Whenever I exit the building for an appointment, I know that I am setting an example whether I mean to or not. I don't object to this scrutiny. It's part and parcel of the job.

Nevertheless, I worry that we focus on the wrong indicators of good behavior. For a multitude of reasons, we have decided that it is momentous to avoid not only impropriety but also the appearance of impropriety. That would seem to be a commendable exercise of caution, the dose of zealousness. But then we become confused about our goals, so we look not at impropriety but at appearance.

For example, I try to utilize mass transit whenever I can. In the San Francisco Bay Area, there are excellent systems that criss-cross the seven by seven mile square of the city: the Muni with its buses and trains, the BART exemplifying a once futuristic rapid transit grid that spread over the metropolitan area, and Caltrain, perhaps someday to be joined by high-speed rail. Whenever I embark on the Muni bus, I run into someone from school: sometimes a student, other times a staff member. Likewise, when I venture by BART to the SFO airport, I see how it is marvelously cheap, fast, and easy.

Riding the bus tends to have a vague stigma associated with it in the United States (not so elsewhere in the world). People have said to me that they are surprised to see me alongside them, clinging to the strap as we lurch along city streets. The implication is not unkind toward me so much as it is a reflection on social class.

I don't even own a car. It isn't necessary, and, if you calculate all the costs, it isn't rational either.

From time to time, I make it a point to take a Muni bus to my meeting with an alumnus or the BART line to the airport. Aware of the prevailing ethos, I make an effort to ensure that others see me boarding. Then I feel guilty about this would-be demonstration of virtue.

Almost all the time, I -- more importantly, my school -- would be better off with me taking a taxicab. I could do work en route, whether making phone calls or checking emails. I've even had the opportunity through a coupon deal to ride a limousine at a cost lower than a cab.

However, I send quite a different signal to anyone who happens to be watching, when I alight from a bus or the BART, versus a cab or limo. There is no avoiding the effect.

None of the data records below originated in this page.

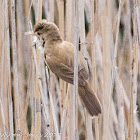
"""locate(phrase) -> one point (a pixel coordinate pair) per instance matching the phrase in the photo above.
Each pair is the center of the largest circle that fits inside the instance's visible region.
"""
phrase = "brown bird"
(59, 55)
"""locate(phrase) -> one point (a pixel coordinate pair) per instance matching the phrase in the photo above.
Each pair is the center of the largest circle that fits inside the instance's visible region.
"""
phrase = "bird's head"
(47, 31)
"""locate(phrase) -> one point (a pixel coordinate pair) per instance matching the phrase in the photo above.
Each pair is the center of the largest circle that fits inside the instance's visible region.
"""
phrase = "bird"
(59, 56)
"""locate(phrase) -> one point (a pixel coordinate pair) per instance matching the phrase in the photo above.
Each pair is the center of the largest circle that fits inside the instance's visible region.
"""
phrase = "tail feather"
(90, 100)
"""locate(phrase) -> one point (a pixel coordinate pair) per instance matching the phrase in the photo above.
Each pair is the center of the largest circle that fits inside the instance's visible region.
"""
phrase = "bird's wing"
(61, 62)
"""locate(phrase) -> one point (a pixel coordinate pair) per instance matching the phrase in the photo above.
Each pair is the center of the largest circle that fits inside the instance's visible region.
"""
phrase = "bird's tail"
(90, 99)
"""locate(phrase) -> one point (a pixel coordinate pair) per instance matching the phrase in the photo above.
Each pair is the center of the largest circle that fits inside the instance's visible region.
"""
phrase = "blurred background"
(35, 104)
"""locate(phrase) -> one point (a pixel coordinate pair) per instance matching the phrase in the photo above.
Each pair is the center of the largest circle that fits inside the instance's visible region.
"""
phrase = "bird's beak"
(30, 33)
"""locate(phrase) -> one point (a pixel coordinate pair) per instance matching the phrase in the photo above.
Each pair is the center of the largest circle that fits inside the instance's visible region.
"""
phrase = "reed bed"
(35, 104)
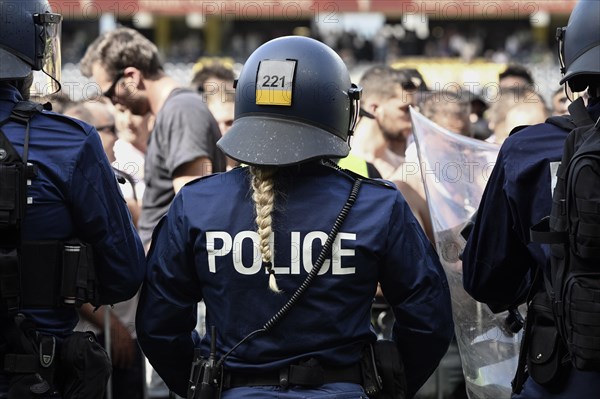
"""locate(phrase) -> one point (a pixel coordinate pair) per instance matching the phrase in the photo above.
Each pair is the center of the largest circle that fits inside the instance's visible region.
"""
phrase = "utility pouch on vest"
(78, 284)
(30, 360)
(56, 274)
(546, 352)
(383, 371)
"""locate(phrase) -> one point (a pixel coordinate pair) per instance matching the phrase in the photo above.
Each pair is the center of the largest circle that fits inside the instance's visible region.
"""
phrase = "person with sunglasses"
(66, 236)
(182, 146)
(502, 265)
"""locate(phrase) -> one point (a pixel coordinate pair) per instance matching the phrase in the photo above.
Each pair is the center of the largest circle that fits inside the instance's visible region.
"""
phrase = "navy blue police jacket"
(206, 248)
(75, 195)
(499, 259)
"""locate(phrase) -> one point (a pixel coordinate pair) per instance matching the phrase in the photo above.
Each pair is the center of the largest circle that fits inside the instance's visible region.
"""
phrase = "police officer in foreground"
(288, 302)
(66, 236)
(499, 261)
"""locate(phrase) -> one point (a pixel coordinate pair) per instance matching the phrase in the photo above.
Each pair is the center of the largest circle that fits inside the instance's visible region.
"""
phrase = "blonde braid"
(264, 197)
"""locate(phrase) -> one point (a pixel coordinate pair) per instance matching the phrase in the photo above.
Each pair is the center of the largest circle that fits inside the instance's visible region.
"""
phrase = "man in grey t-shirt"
(182, 145)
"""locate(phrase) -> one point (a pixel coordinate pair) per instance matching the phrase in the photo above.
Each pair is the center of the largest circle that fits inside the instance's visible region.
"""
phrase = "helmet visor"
(46, 76)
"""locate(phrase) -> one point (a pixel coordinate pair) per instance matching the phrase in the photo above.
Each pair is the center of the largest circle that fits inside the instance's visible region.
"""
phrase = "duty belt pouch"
(86, 367)
(383, 371)
(546, 352)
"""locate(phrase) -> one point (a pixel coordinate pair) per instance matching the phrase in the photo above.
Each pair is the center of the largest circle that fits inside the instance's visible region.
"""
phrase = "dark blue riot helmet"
(294, 103)
(579, 46)
(30, 41)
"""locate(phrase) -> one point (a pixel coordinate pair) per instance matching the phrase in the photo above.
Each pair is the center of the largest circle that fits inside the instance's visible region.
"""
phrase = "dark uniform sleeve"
(166, 314)
(415, 285)
(102, 219)
(496, 261)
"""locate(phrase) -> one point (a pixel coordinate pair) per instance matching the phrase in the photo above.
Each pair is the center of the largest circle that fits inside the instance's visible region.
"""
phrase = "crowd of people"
(185, 193)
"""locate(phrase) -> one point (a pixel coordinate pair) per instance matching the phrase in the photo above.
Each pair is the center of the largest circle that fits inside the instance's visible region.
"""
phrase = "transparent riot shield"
(454, 170)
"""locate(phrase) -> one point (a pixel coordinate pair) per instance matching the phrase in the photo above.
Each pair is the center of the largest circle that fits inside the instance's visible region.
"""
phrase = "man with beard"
(182, 145)
(383, 130)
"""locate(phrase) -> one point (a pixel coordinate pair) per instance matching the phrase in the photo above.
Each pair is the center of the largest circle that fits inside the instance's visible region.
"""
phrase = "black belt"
(309, 376)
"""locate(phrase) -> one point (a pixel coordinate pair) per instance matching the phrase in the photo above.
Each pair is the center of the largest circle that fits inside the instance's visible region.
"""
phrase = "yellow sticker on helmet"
(274, 82)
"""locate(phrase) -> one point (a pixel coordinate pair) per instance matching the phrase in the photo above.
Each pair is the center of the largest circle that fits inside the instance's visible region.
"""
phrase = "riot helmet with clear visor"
(294, 103)
(579, 46)
(30, 43)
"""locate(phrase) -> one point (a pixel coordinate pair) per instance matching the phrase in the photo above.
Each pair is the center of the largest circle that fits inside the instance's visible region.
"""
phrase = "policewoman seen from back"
(246, 240)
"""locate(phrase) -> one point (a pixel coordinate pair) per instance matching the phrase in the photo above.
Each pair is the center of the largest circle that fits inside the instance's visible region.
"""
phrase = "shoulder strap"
(22, 113)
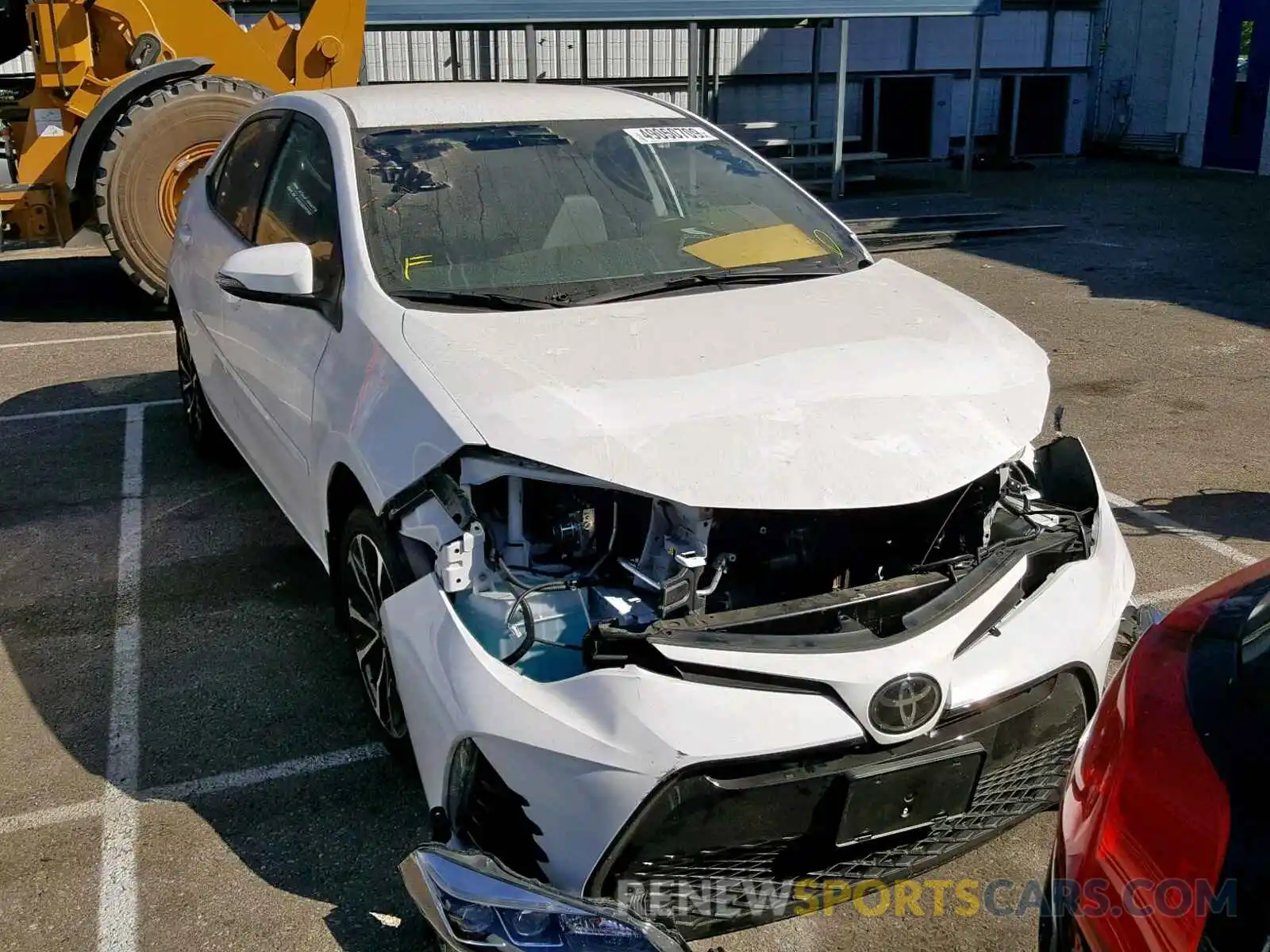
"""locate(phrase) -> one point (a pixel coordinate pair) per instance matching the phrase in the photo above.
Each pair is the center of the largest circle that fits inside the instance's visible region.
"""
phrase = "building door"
(1241, 80)
(905, 113)
(1041, 114)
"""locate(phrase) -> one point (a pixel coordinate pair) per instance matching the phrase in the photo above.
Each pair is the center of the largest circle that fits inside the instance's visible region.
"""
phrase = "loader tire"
(150, 158)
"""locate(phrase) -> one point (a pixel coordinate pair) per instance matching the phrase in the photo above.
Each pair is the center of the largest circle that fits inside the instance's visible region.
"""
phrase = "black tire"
(13, 29)
(205, 433)
(158, 129)
(371, 568)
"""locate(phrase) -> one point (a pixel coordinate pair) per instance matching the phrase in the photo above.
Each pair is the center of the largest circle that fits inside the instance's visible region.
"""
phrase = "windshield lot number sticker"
(660, 135)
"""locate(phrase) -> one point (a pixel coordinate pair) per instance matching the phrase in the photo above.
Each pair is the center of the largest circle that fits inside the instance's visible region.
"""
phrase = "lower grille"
(1029, 754)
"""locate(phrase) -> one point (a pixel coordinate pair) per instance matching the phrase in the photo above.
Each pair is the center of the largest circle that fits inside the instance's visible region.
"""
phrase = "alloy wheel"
(368, 585)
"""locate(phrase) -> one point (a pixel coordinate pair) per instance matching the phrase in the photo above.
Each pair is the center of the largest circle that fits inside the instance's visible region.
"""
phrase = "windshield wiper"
(732, 276)
(493, 300)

Yet I ought not receive credit for taking the bus or the BART, anymore than I should be subjected to criticism for hailing a cab. The emphasis on these superficial indicators of character disserves our ideals.

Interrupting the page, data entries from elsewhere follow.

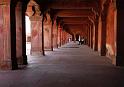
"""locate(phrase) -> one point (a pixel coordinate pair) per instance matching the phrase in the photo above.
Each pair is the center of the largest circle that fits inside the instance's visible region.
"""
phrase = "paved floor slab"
(72, 65)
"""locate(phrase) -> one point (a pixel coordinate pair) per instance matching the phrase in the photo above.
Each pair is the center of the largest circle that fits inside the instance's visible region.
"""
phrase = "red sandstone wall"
(19, 33)
(36, 34)
(99, 34)
(5, 51)
(59, 36)
(54, 34)
(47, 36)
(110, 39)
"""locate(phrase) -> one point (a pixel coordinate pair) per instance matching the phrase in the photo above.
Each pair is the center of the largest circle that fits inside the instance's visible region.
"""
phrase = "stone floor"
(71, 65)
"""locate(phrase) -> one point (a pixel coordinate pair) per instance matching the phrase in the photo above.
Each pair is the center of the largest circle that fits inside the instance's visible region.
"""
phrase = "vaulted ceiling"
(72, 12)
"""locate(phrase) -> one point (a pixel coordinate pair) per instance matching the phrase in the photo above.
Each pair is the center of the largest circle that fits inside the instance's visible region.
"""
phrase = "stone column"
(96, 34)
(88, 35)
(7, 39)
(24, 35)
(55, 37)
(103, 32)
(120, 33)
(36, 35)
(18, 14)
(91, 36)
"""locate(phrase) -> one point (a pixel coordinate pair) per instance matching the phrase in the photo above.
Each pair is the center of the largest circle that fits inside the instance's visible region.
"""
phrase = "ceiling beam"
(73, 5)
(75, 13)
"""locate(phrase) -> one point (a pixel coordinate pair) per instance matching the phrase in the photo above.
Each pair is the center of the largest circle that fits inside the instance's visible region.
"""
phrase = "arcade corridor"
(39, 43)
(71, 65)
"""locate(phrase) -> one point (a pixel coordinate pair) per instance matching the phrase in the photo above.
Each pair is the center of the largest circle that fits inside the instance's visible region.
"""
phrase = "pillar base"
(25, 61)
(119, 60)
(5, 65)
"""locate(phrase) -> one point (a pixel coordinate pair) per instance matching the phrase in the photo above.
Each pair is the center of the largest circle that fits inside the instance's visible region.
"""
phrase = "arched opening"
(28, 35)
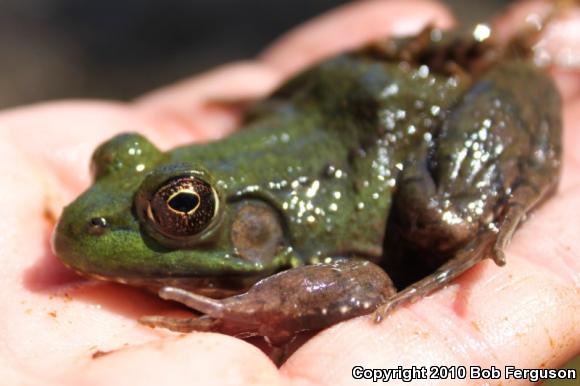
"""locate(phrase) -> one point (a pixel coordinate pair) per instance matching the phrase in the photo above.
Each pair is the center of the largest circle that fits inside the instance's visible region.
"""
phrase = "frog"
(444, 141)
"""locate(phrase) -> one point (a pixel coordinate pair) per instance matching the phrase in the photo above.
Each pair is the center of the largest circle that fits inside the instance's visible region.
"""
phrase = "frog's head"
(146, 221)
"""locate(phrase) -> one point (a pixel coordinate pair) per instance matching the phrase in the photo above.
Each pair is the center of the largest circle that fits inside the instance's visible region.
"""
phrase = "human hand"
(526, 314)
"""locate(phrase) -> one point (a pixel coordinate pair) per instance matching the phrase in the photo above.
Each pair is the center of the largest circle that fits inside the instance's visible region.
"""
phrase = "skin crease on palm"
(526, 314)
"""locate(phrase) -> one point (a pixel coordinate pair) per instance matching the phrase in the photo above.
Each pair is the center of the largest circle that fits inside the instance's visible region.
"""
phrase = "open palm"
(526, 314)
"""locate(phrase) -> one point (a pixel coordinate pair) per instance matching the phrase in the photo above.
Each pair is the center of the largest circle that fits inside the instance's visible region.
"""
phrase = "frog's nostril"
(97, 226)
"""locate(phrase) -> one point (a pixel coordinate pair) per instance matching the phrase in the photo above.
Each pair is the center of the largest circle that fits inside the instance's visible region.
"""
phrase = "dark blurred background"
(119, 49)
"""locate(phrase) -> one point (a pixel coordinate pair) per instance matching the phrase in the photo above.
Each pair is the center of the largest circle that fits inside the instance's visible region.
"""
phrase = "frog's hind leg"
(465, 258)
(523, 200)
(490, 243)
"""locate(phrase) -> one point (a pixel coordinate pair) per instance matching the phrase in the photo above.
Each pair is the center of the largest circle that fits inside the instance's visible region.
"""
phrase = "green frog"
(441, 141)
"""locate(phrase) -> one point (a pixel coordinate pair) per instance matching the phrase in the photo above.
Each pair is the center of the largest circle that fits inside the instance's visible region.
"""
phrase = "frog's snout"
(97, 226)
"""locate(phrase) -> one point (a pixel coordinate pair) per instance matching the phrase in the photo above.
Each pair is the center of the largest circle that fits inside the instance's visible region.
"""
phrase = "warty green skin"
(335, 152)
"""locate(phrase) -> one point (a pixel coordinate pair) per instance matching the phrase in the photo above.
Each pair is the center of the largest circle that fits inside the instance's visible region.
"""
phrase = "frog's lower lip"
(212, 287)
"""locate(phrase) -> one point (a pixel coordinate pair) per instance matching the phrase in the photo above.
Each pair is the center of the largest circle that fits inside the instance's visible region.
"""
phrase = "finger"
(194, 359)
(559, 42)
(187, 105)
(526, 314)
(184, 106)
(350, 26)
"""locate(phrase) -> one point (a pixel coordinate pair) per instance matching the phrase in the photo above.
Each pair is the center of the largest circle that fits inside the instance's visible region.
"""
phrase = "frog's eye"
(182, 207)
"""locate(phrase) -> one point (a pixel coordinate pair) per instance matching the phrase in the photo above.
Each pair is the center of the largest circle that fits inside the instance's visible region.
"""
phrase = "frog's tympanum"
(442, 141)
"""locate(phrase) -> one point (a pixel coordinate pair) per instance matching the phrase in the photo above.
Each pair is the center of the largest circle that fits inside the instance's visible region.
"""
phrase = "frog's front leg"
(278, 307)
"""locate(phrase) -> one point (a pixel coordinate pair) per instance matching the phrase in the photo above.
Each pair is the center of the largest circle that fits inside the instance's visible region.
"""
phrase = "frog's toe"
(203, 304)
(204, 323)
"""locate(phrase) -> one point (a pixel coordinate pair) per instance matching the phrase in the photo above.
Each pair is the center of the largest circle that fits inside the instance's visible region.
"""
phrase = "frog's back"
(327, 147)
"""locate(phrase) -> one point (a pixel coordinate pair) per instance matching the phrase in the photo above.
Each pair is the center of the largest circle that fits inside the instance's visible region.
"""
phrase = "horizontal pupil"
(184, 202)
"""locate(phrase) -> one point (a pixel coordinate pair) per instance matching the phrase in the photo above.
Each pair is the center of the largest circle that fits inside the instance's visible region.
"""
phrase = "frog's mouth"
(216, 288)
(121, 256)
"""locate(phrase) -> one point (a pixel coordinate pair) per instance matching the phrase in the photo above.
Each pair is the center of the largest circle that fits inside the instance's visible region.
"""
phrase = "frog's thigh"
(304, 298)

Philosophers have long insisted likewise. A similar issue, without the reference to mechanized public transportation, appears in Plato's Republic. In Book II, Glaucon and Socrates are arguing about who is the just person. Glaucon, who is meant to be a more thoughtful interlocutor than his predecessors who have taken on Socrates, posits that the truly just person is the individual who does what is right while being regarded as exactly the opposite. In contrast, the "just" person who has a reputation as such may be merely acting, in order to gain the benefit of "honors and rewards."

For anyone who would like to lead, the challenge is to pursue a course of conduct that is honorable without chasing appearances. In every mundane aspect of our lives, we demonstrate our character.